Per rilanciare il settore Coldiretti ha elaborato un piano salva ulivi con un pacchetto di misure straordinarie a sostegno delle imprese agricole e frantoi che operano in filiera corta, quelle oggi maggiormente a rischio, con lo sblocco immediato delle risorse già stanziate per l’ammodernamento della filiera olivicola, anche attraverso la semplificazione delle procedure.

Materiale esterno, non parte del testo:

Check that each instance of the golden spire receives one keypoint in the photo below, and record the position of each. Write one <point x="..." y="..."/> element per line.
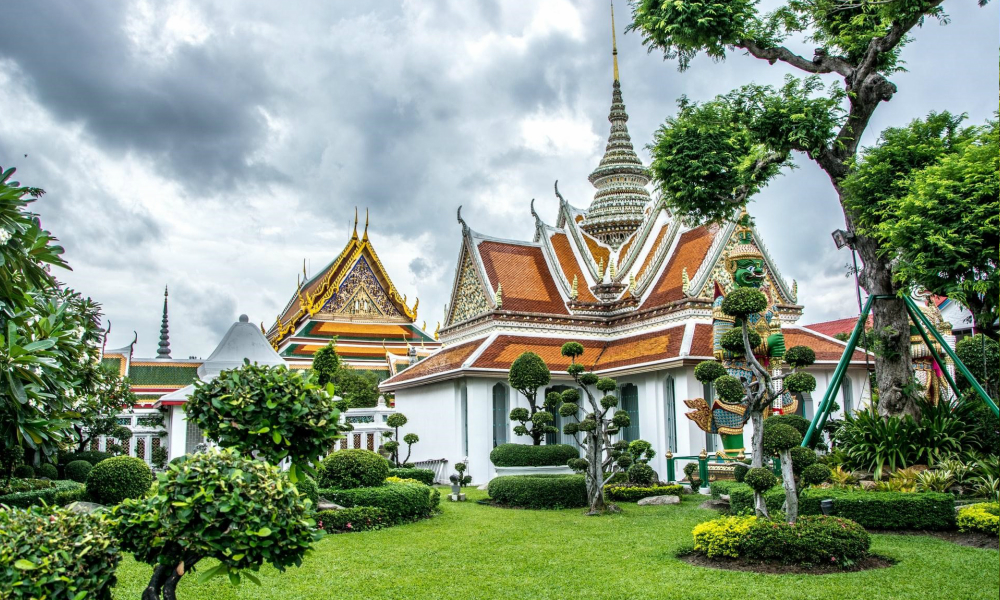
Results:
<point x="614" y="41"/>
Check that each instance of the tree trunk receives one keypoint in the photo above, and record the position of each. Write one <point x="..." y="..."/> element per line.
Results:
<point x="595" y="474"/>
<point x="757" y="459"/>
<point x="788" y="481"/>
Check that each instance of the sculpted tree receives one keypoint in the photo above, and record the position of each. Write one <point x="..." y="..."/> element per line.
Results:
<point x="527" y="373"/>
<point x="596" y="427"/>
<point x="757" y="394"/>
<point x="711" y="158"/>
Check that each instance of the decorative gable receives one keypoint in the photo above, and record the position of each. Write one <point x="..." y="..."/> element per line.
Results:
<point x="469" y="298"/>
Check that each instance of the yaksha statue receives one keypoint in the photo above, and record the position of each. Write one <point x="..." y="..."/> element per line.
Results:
<point x="745" y="263"/>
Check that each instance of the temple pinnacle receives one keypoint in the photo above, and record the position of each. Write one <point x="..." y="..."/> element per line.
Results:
<point x="163" y="350"/>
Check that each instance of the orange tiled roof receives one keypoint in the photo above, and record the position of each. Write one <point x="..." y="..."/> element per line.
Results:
<point x="598" y="355"/>
<point x="528" y="285"/>
<point x="824" y="348"/>
<point x="652" y="252"/>
<point x="570" y="266"/>
<point x="690" y="252"/>
<point x="703" y="342"/>
<point x="445" y="360"/>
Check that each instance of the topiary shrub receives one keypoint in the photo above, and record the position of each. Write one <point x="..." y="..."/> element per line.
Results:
<point x="307" y="488"/>
<point x="884" y="510"/>
<point x="983" y="517"/>
<point x="523" y="455"/>
<point x="424" y="476"/>
<point x="816" y="474"/>
<point x="358" y="518"/>
<point x="760" y="479"/>
<point x="353" y="468"/>
<point x="402" y="502"/>
<point x="814" y="540"/>
<point x="48" y="552"/>
<point x="216" y="504"/>
<point x="744" y="301"/>
<point x="118" y="478"/>
<point x="539" y="491"/>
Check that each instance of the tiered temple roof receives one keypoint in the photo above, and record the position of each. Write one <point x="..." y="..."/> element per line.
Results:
<point x="354" y="301"/>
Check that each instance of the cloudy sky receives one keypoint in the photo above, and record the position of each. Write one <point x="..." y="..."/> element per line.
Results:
<point x="214" y="145"/>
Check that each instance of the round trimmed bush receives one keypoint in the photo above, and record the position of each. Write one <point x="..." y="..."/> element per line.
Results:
<point x="778" y="438"/>
<point x="525" y="455"/>
<point x="78" y="470"/>
<point x="732" y="340"/>
<point x="48" y="471"/>
<point x="353" y="468"/>
<point x="118" y="478"/>
<point x="24" y="472"/>
<point x="729" y="389"/>
<point x="816" y="474"/>
<point x="802" y="459"/>
<point x="742" y="302"/>
<point x="539" y="491"/>
<point x="308" y="488"/>
<point x="641" y="474"/>
<point x="708" y="371"/>
<point x="70" y="554"/>
<point x="760" y="479"/>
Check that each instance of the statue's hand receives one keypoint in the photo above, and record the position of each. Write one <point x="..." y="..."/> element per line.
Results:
<point x="776" y="345"/>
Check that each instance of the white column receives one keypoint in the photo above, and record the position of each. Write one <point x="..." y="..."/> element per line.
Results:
<point x="177" y="432"/>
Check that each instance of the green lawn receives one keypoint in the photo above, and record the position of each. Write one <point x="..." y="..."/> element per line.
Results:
<point x="472" y="551"/>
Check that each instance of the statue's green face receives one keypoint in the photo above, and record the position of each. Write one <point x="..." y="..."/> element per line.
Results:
<point x="749" y="272"/>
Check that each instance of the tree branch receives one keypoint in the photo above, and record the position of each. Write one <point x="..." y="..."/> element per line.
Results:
<point x="820" y="63"/>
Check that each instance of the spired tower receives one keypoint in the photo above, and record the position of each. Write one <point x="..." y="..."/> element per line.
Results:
<point x="620" y="178"/>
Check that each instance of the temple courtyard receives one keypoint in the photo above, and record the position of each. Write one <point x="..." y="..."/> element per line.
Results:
<point x="473" y="551"/>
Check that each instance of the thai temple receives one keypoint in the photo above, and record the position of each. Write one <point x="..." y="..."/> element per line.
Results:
<point x="636" y="286"/>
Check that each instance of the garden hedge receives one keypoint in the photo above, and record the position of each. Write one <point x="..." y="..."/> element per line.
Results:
<point x="526" y="455"/>
<point x="51" y="495"/>
<point x="353" y="468"/>
<point x="539" y="491"/>
<point x="741" y="499"/>
<point x="634" y="493"/>
<point x="78" y="470"/>
<point x="358" y="518"/>
<point x="425" y="476"/>
<point x="884" y="510"/>
<point x="983" y="517"/>
<point x="401" y="501"/>
<point x="56" y="553"/>
<point x="117" y="478"/>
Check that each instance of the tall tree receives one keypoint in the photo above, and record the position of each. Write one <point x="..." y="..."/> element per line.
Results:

Servono poi meccanismi di flessibilità per la certificazione delle produzioni di qualità a partire da Dop (Denominazione di origine protetta), Igp (Indicazione di origine protetta), biologiche e Sqnpi (Sistema di Qualità Nazionale di Produzione Integrata), anche attraverso finanzianti specifici. Una misura importante per l’Uliveto Italia ma anche per la salute dei cittadini l’acquisto di extravergine italiano al 100% da destinare alle famiglie piu’ bisognose. Nell’immediato vanno poi assicurati sostegno a fondo perduto per le imprese produttrici di olio 100% tricolore per compensare la riduzione delle vendite e un aiuto integrativo per gli olii certificati Dop e Igp in giacenza, sfusi o confezionati non venduti alla data del Dpcm dell’11 marzo.

“Ma serve anche sostenere con massicci investimenti pubblici e privati la ripresa delle esportazioni con un piano straordinario di comunicazione sull’olio che rappresenta da sempre all’estero un prodotto simbolo della dieta mediterranea – sottolinea Daniele Salvagno presidente provinciale e regionale di Coldiretti – si tratta di un’esigenza tanto più pressante se si considera che sulle esportazioni di olio italiano rischiano anche di abbattersi i dazi annunciati dal presidente degli Stati Uniti Donald Trump nell’ambito della disputa con l’Ue sul settore aeronautico”.